A vida perdida em um instante
- 17/05/2017 às 22:00
- Gabriel Henrique
Influenciado por sua mãe, Sérgio de Lima Técnico em Eletrotécnica trabalhou durante 23 anos de sua vida na Light (Atual Eletropaulo) e retrata um pouco de sua vida durante este período.
Nascido em São Paulo em 13 de Novembro de 1959, Sérgio de Lima, 58 anos, Técnico em Eletrotécnica, conta um pouco sobre sua vida em subestações de energia. O interesse na área elétrica surgiu por volta do meio da década de 70, mais precisamente em 1974, sobre a influência de sua mãe Dona Olga, pois seu pai José Caciano de Lima, feirante, queria que o menino seguisse a mesma carreira, mas Dona Olga era uma mulher visionária, a frente de seu tempo, como ela mesmo disse “A feira vai acabar, porque vai ter supermercado, então você precisa estudar para ser engenheiro”, e ela estava correta, pois principalmente os hipermercados tiveram sua popularização no Brasil no decorrer dos anos 80.

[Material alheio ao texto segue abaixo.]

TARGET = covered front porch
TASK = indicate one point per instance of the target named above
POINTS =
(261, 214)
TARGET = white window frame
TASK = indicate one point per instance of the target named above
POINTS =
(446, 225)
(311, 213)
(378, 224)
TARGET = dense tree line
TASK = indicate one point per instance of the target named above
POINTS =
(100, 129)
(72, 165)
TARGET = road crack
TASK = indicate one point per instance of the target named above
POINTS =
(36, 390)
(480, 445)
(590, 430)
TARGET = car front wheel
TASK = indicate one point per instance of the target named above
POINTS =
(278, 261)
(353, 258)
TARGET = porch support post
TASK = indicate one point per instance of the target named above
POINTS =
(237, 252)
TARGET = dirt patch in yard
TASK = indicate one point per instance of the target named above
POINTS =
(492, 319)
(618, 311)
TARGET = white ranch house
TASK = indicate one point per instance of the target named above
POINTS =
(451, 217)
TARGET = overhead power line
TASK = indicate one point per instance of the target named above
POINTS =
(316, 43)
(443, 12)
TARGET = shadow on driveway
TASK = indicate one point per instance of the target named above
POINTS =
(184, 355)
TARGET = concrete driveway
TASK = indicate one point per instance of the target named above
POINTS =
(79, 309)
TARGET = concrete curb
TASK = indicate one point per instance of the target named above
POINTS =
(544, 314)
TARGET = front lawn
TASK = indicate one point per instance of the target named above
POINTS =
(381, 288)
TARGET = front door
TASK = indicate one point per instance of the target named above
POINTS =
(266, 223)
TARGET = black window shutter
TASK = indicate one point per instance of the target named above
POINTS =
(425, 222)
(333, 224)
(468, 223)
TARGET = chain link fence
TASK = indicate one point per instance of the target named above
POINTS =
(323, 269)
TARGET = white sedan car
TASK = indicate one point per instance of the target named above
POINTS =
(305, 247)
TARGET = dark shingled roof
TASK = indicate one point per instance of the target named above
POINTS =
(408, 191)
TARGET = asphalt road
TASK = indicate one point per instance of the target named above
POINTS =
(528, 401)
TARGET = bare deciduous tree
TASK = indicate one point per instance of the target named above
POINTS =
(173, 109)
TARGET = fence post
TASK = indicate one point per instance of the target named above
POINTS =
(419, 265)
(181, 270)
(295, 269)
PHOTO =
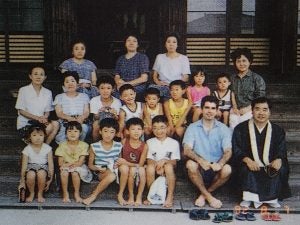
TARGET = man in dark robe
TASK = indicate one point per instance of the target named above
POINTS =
(259, 150)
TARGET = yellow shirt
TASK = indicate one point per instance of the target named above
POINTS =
(72, 156)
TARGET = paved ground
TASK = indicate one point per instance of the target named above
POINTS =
(109, 217)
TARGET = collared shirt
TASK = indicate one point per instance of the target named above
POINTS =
(247, 88)
(208, 145)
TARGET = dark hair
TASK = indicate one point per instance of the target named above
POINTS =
(160, 119)
(209, 98)
(180, 83)
(237, 53)
(195, 73)
(125, 87)
(73, 125)
(261, 100)
(134, 121)
(106, 80)
(109, 123)
(152, 91)
(36, 126)
(223, 75)
(70, 74)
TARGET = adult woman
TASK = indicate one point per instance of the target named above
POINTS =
(170, 66)
(71, 106)
(132, 68)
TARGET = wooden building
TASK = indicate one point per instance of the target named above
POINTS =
(41, 31)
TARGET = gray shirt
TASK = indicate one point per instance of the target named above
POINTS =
(247, 88)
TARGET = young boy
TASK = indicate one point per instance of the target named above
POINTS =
(131, 165)
(131, 108)
(105, 105)
(177, 108)
(226, 98)
(163, 154)
(152, 108)
(103, 156)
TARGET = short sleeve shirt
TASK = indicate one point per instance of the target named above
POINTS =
(209, 145)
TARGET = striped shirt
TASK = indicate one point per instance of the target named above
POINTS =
(106, 157)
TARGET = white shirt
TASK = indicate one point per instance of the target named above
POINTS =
(40, 157)
(166, 149)
(36, 104)
(170, 69)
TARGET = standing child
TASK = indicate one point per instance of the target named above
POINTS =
(105, 105)
(71, 157)
(37, 163)
(152, 108)
(34, 104)
(177, 108)
(163, 154)
(103, 156)
(131, 108)
(226, 98)
(197, 91)
(85, 68)
(131, 165)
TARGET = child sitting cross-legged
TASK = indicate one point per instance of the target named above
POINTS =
(163, 154)
(71, 157)
(103, 156)
(131, 165)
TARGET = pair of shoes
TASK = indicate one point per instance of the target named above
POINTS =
(223, 217)
(199, 214)
(246, 216)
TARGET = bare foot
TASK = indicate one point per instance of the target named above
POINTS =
(89, 200)
(121, 200)
(200, 201)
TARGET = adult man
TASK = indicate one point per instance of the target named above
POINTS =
(207, 144)
(260, 152)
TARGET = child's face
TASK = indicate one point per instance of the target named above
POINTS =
(152, 100)
(199, 78)
(78, 51)
(70, 84)
(37, 137)
(223, 83)
(108, 134)
(128, 96)
(135, 131)
(159, 130)
(37, 75)
(176, 92)
(73, 134)
(242, 64)
(105, 90)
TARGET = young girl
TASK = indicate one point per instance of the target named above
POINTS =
(226, 98)
(37, 163)
(71, 157)
(151, 108)
(85, 69)
(197, 91)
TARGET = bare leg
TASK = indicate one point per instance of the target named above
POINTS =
(41, 178)
(30, 182)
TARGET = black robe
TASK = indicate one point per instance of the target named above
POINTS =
(259, 182)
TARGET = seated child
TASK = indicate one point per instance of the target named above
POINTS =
(34, 104)
(131, 165)
(197, 91)
(152, 108)
(37, 163)
(226, 98)
(71, 157)
(103, 156)
(163, 154)
(105, 105)
(177, 108)
(131, 108)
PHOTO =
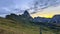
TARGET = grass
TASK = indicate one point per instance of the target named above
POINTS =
(13, 27)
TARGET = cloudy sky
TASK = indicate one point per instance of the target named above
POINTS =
(47, 8)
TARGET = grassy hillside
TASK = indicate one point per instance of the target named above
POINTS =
(13, 27)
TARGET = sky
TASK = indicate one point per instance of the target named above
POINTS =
(45, 8)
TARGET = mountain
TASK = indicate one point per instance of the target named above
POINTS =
(25, 24)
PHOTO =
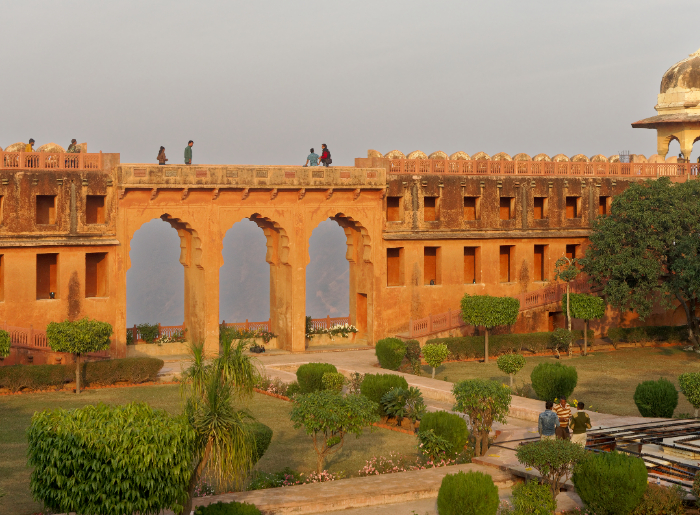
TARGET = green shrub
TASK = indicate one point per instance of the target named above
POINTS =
(610, 483)
(553, 380)
(147, 453)
(656, 398)
(4, 343)
(374, 386)
(310, 376)
(333, 381)
(263, 437)
(229, 508)
(659, 500)
(472, 493)
(390, 353)
(532, 498)
(449, 426)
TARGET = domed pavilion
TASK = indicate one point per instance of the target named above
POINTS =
(678, 106)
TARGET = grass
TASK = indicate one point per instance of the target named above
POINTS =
(606, 380)
(289, 447)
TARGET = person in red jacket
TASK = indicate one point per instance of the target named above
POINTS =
(325, 155)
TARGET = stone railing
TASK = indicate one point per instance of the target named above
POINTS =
(50, 161)
(543, 168)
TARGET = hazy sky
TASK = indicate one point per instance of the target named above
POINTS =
(261, 82)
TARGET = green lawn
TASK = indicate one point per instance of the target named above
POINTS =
(289, 447)
(606, 380)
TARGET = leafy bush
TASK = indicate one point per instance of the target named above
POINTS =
(553, 459)
(532, 498)
(333, 381)
(690, 386)
(471, 493)
(263, 437)
(511, 364)
(41, 377)
(148, 332)
(435, 354)
(88, 449)
(4, 344)
(229, 508)
(659, 500)
(390, 353)
(484, 402)
(553, 380)
(610, 483)
(374, 386)
(310, 376)
(327, 417)
(656, 398)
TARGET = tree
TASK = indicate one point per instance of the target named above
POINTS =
(585, 307)
(4, 344)
(225, 442)
(435, 354)
(327, 417)
(510, 364)
(78, 337)
(553, 459)
(647, 250)
(565, 269)
(484, 402)
(489, 312)
(690, 386)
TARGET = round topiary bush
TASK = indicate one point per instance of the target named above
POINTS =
(310, 376)
(656, 398)
(610, 483)
(449, 426)
(471, 493)
(390, 353)
(553, 380)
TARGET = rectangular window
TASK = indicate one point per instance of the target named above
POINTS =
(472, 265)
(506, 211)
(430, 209)
(431, 265)
(393, 209)
(573, 207)
(540, 263)
(95, 209)
(472, 208)
(45, 209)
(96, 284)
(394, 267)
(506, 261)
(46, 276)
(541, 208)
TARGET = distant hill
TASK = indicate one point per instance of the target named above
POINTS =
(155, 281)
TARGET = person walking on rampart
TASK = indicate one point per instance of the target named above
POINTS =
(188, 152)
(73, 148)
(547, 422)
(580, 423)
(325, 155)
(563, 411)
(312, 159)
(161, 155)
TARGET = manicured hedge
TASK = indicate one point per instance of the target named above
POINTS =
(374, 386)
(654, 333)
(470, 347)
(39, 377)
(310, 376)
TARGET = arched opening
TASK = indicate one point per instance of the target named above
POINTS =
(155, 281)
(328, 272)
(244, 278)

Sérgio cursou Eletrotécnica na atual ETEC Rocha Mendes localizada na Vila Prudente, surge o questionamento sobre faculdade com a resposta pronta de Sérgio “Como eu tinha que trabalhar todos os dias, ou seja, eu tinha quer ficar full-time como técnico na subestação, o responsável pelo meu setor não admitia que ficasse estudando, se quisesse estudar engenharia, teria que mudar de setor”. Começou a trabalhar como estagiário na Light, atual Eletropaulo, em 22 de março de 1977, dia mundial da água, ele brinca com a coincidência “Talvez, fosse melhor se eu tivesse trabalhado na Sabesp”. Um ano depois passou para outro estágio, ainda dentro da Eletropaulo, desta vez, no setor de construção de subestações, graças à abertura de vagas que surgiram devido a um esquema de falsificação das notas que ele chama de Nota fiscal do almoço. Este fato chamou a atenção do repórter e peço-lhe que me dê mais detalhes sobre o assunto, “A nota fiscal é o seguinte: o pessoal chegava, por exemplo, eles pegavam uma nota no valor de 10 reais e como não tinha limite o pessoal botava 100, houve uma sindicância e muita gente perdeu o emprego. Eu só entrei na Eletropaulo por causa disso”, finaliza, esfregando o relógio Cássio em seu pulso.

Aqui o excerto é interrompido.